I’ve been trying to temper my expectations without letting myself off the hook because I do believe that I’m in charge of how I choose to spend time. But I also know that when I try too hard to control how quality our time is I almost always end up feeling stressed and defeated. I think of this article all the time (not the first time I’ve linked to it), and just the other day I read an Instagram post that was also a good reminder that especially when our children are this young, we have to have reasonable expectations.
When I was about to fall apart today after Jonah’s sleepover friend went home (his first sleepover! It wasn’t a raging success, but I think they had some fun and at least we tried) and I had no good plans for the afternoon, Kristin reminded me that hey, isn’t Valentine’s day in ten days and don’t the kids need to make valentines for school anyway? Why don’t you run to the store and pick up craft stuff to do art with the kids. It was brilliant and so full of love. So we did, and they made a few, I fretted over the glitter markers that Jonah begged for that I didn’t realize were permanent until they were open, they used too many stickers on too few paper hearts, Vivi unrolled almost the whole roll of washi tape, and they lost interest before we had nearly enough for their friends, but hey there’s always next weekend.

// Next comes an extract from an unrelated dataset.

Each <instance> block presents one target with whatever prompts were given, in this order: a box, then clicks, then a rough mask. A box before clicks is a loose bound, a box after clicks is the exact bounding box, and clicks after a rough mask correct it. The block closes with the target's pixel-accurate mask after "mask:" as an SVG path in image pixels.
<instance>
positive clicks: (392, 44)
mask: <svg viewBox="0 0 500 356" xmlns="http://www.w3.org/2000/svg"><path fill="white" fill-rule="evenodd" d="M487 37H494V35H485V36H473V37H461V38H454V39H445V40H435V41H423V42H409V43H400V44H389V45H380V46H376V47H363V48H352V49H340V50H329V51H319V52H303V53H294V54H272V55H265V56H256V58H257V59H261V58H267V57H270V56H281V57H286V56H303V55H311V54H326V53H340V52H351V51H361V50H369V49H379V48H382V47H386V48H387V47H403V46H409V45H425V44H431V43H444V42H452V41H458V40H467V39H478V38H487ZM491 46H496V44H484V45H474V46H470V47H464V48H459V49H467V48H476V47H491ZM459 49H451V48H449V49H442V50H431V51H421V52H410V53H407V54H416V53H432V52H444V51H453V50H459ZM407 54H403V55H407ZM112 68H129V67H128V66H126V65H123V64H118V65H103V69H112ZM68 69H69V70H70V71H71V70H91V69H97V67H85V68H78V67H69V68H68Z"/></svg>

I’m going to keep trying to identify the themes and currents that run through all of the moments that feel like quality time to me because it feels important to know what on earth I’m even striving for. If it’s possible to be even more intentional while lowering my expectations a bit (or maybe just shifting my idea of what’s meaningful), that’s where I’d like to land. I know that sometimes it’s just about being present and mindful in a passing moment. Maybe a whole afternoon is simply too high of a bar.